P.L.A. has an excellent, lengthy post about a possible legal outrage that hinges on the decision of the SCOTUS. In this case, it's a legal challenge by a conservative advocacy group against a program that, from Dwight Meredith's description, seems eminently reasonable (full discloure: I am not a lawyer, so I rely on Meredith's interpretation and that of the sources he links to).
Basically, the deal is, lawyers routinely hold money in trust for clients. Back in the '70s, someone hit upon the idea that if all that money--which normally does not earn interest, as the sums are either too small or banked for too short a duration--were pooled, the interest the combined sums earned could be used to fund legal aid services to the poor.

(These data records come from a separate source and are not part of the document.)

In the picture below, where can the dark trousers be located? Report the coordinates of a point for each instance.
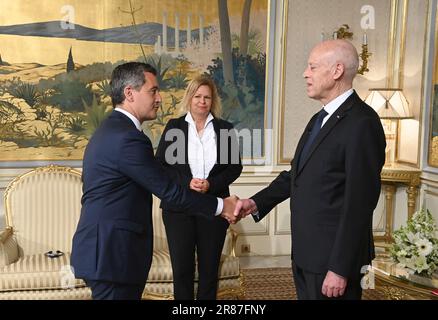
(103, 290)
(187, 234)
(309, 286)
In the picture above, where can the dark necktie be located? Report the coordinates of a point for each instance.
(315, 130)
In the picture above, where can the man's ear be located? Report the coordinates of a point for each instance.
(128, 93)
(338, 71)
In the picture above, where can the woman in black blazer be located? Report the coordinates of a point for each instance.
(201, 153)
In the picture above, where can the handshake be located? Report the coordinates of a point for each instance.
(236, 209)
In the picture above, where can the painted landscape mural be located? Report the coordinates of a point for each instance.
(56, 61)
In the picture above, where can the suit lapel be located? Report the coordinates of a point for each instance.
(216, 128)
(334, 119)
(302, 142)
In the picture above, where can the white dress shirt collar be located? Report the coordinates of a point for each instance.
(130, 116)
(191, 121)
(333, 105)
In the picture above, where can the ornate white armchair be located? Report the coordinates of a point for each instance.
(42, 209)
(160, 281)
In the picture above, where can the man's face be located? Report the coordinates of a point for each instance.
(147, 99)
(319, 75)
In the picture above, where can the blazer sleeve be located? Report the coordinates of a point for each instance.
(160, 154)
(232, 170)
(364, 159)
(137, 161)
(277, 191)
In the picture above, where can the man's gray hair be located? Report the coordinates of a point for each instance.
(128, 74)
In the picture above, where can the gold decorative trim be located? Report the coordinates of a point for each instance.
(434, 80)
(409, 177)
(237, 292)
(285, 24)
(391, 44)
(425, 51)
(401, 67)
(13, 183)
(396, 288)
(6, 234)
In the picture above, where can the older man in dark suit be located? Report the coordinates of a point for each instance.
(112, 246)
(334, 181)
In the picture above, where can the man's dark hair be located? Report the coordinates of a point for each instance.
(131, 73)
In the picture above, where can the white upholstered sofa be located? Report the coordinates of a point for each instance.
(42, 208)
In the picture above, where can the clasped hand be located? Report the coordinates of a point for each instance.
(236, 209)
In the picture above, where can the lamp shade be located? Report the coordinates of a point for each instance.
(389, 103)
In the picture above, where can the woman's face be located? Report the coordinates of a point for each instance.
(201, 102)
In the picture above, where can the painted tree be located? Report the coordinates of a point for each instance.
(224, 26)
(244, 28)
(70, 62)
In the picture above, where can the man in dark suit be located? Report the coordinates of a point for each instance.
(112, 246)
(334, 181)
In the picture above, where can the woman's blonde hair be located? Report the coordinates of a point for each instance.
(202, 80)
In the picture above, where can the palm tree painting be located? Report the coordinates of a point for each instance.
(56, 63)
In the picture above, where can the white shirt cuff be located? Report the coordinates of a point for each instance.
(220, 206)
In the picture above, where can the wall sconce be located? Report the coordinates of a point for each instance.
(344, 33)
(391, 105)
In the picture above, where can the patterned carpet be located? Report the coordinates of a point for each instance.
(277, 284)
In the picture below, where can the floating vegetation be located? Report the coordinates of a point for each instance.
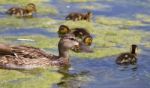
(20, 79)
(118, 21)
(79, 1)
(47, 9)
(40, 41)
(27, 23)
(108, 41)
(95, 6)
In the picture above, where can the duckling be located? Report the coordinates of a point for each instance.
(27, 11)
(28, 57)
(80, 33)
(75, 16)
(129, 58)
(84, 35)
(63, 29)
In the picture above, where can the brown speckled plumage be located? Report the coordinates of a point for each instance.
(128, 58)
(22, 12)
(27, 57)
(75, 16)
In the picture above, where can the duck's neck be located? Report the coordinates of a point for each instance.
(63, 53)
(133, 50)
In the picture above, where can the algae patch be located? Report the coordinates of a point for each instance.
(19, 79)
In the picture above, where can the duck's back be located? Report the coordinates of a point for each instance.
(126, 59)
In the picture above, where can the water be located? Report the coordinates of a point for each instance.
(98, 72)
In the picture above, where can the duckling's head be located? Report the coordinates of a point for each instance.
(68, 41)
(133, 49)
(87, 40)
(89, 13)
(31, 7)
(80, 32)
(63, 29)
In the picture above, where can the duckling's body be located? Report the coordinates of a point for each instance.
(80, 33)
(128, 58)
(22, 12)
(27, 57)
(75, 16)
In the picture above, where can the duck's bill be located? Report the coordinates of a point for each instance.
(82, 48)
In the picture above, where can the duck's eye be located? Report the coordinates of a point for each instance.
(72, 39)
(88, 41)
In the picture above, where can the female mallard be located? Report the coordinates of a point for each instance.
(79, 16)
(80, 33)
(27, 57)
(129, 57)
(22, 12)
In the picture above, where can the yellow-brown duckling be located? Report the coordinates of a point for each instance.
(129, 58)
(27, 11)
(75, 16)
(80, 33)
(28, 57)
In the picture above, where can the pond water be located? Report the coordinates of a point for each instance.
(93, 72)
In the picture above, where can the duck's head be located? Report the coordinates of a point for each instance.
(87, 40)
(83, 35)
(31, 7)
(89, 13)
(68, 41)
(133, 48)
(80, 32)
(63, 29)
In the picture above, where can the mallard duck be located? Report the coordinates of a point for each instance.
(27, 11)
(28, 57)
(80, 33)
(129, 58)
(75, 16)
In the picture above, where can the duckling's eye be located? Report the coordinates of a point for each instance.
(88, 41)
(72, 39)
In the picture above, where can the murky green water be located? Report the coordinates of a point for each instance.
(127, 19)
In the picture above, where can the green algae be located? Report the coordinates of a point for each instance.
(19, 79)
(40, 6)
(27, 23)
(39, 41)
(95, 6)
(118, 21)
(108, 39)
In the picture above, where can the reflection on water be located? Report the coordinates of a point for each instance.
(104, 73)
(72, 80)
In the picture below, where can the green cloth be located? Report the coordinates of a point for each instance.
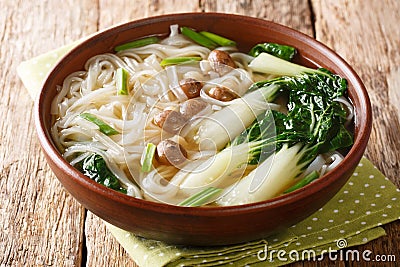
(352, 217)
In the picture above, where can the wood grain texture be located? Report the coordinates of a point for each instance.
(365, 34)
(41, 225)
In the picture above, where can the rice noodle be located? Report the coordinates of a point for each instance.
(151, 90)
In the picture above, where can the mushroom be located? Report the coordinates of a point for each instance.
(191, 87)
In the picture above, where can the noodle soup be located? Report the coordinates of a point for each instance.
(190, 120)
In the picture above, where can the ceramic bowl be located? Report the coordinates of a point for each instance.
(217, 225)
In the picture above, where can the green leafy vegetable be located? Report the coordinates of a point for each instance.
(281, 51)
(137, 43)
(147, 157)
(314, 124)
(283, 143)
(201, 198)
(222, 41)
(198, 38)
(122, 81)
(103, 127)
(303, 182)
(178, 60)
(95, 167)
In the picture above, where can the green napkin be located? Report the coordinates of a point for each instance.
(352, 217)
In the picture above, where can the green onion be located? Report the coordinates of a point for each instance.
(147, 157)
(198, 38)
(305, 181)
(200, 198)
(178, 60)
(222, 41)
(103, 127)
(122, 81)
(137, 43)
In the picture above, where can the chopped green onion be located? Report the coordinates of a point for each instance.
(122, 81)
(147, 157)
(103, 127)
(200, 198)
(198, 38)
(137, 43)
(303, 182)
(222, 41)
(178, 60)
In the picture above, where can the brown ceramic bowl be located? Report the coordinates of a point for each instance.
(204, 226)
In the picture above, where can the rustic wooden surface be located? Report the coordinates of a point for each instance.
(41, 225)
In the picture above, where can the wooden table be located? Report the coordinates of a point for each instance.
(42, 225)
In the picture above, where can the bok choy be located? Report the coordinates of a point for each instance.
(313, 124)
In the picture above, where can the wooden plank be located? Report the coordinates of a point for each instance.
(369, 41)
(41, 224)
(295, 13)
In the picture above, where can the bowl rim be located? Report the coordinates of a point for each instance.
(352, 157)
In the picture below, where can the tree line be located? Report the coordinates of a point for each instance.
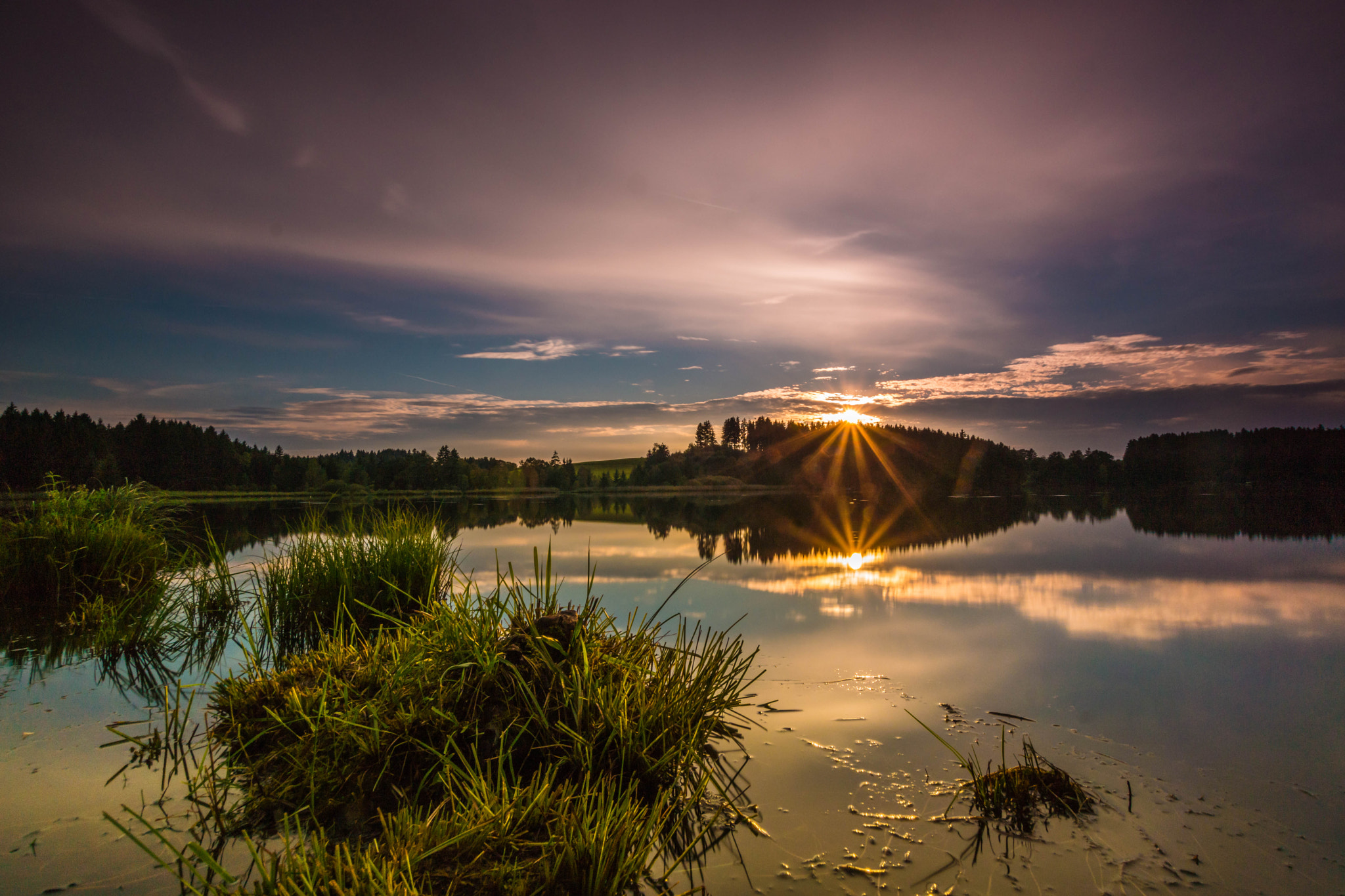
(182, 456)
(873, 457)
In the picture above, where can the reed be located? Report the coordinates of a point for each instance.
(82, 543)
(493, 743)
(1020, 794)
(357, 570)
(92, 572)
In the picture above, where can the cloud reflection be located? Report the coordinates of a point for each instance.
(1084, 605)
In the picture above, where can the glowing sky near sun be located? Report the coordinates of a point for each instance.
(526, 227)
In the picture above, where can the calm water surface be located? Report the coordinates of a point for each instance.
(1206, 671)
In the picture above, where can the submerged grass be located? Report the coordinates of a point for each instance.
(380, 563)
(491, 743)
(1020, 794)
(81, 543)
(92, 572)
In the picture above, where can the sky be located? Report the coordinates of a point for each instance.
(525, 227)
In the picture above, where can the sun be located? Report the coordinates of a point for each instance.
(849, 416)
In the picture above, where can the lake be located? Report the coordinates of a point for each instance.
(1184, 658)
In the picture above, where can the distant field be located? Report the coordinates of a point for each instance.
(619, 465)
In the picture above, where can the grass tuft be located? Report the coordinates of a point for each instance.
(82, 543)
(1020, 794)
(490, 743)
(354, 571)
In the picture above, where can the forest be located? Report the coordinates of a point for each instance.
(182, 456)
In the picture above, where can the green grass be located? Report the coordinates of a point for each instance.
(357, 570)
(81, 543)
(1020, 794)
(494, 743)
(92, 574)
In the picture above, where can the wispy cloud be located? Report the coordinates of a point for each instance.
(525, 350)
(136, 30)
(1132, 363)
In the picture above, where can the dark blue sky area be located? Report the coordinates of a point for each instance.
(530, 227)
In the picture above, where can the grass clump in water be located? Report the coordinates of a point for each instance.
(81, 543)
(354, 571)
(1019, 796)
(494, 743)
(93, 572)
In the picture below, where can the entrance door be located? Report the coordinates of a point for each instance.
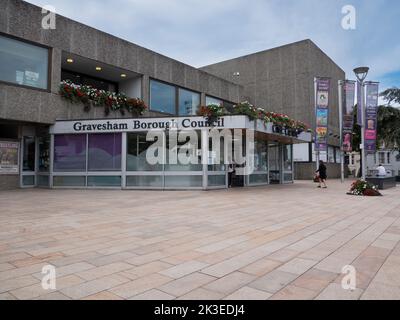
(274, 155)
(28, 172)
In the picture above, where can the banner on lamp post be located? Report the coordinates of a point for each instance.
(349, 88)
(371, 116)
(359, 102)
(322, 113)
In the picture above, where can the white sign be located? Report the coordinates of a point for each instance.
(146, 124)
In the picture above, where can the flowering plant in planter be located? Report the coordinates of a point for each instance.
(212, 112)
(90, 96)
(247, 109)
(363, 188)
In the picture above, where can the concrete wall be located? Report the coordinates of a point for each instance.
(282, 80)
(23, 20)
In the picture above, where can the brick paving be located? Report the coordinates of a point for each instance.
(274, 242)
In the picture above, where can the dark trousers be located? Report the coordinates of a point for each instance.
(230, 178)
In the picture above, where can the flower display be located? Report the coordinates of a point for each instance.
(90, 96)
(283, 120)
(363, 188)
(212, 112)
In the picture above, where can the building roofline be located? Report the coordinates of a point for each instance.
(70, 20)
(305, 41)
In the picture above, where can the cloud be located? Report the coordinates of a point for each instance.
(201, 32)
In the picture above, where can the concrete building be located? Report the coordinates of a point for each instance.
(41, 146)
(388, 158)
(281, 80)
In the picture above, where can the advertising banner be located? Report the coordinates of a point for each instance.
(348, 115)
(9, 157)
(371, 113)
(322, 113)
(359, 99)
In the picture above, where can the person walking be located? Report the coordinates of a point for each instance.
(381, 171)
(322, 175)
(231, 171)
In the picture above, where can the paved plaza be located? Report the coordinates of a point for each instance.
(274, 242)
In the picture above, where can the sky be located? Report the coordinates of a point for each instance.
(201, 32)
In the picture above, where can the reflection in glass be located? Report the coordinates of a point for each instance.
(106, 181)
(44, 154)
(162, 97)
(29, 154)
(211, 100)
(105, 152)
(70, 152)
(137, 152)
(287, 157)
(183, 147)
(274, 164)
(189, 102)
(22, 63)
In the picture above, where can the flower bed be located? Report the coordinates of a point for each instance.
(254, 113)
(364, 188)
(90, 96)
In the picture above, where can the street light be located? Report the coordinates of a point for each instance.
(361, 73)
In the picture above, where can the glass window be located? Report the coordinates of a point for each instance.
(381, 157)
(287, 157)
(189, 102)
(258, 178)
(183, 181)
(84, 79)
(162, 97)
(43, 181)
(44, 154)
(70, 152)
(137, 153)
(144, 181)
(29, 154)
(28, 180)
(260, 155)
(69, 181)
(215, 181)
(24, 64)
(105, 152)
(187, 148)
(211, 100)
(107, 181)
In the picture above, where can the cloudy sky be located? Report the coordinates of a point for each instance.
(201, 32)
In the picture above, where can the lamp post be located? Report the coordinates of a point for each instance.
(361, 73)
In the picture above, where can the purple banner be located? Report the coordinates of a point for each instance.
(322, 113)
(349, 88)
(371, 113)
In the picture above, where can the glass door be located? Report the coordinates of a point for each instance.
(274, 156)
(288, 163)
(28, 178)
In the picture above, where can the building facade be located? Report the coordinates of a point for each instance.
(46, 141)
(282, 79)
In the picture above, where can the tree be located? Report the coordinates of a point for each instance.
(388, 128)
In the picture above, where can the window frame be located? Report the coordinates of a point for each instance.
(178, 88)
(49, 63)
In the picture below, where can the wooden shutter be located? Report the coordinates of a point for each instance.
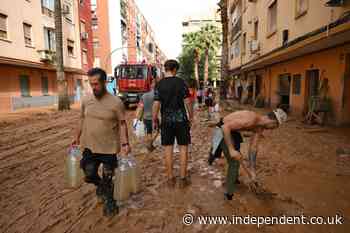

Dwight Meredith fears that the SCOTUS will reverse a summary judgment against the plaintiff and hold that the interest pool is an unlawful "taking" under the Fifth Amendment, despite the fact that, as Meredith points out, the original sum placed in trust is never touched and, were it banked privately, would be unlikely to accumulate any interest at all. This op-ed points out that the plaintiffs seek not reimbursement (which literally amounts to a couple of bucks) but an injunction against the program. [Aside: Given the Fifth Amendment's provision for "just compensation," I wonder if a provision to apply for reimbursement--less banking fees, of course--might not suffice?]
In other words, the only reason there's any interest to "take" is because all the trust money is pooled. The true purpose of the suit, as Meredith sees it, seems to be to destroy the source of funding for indigent legal services.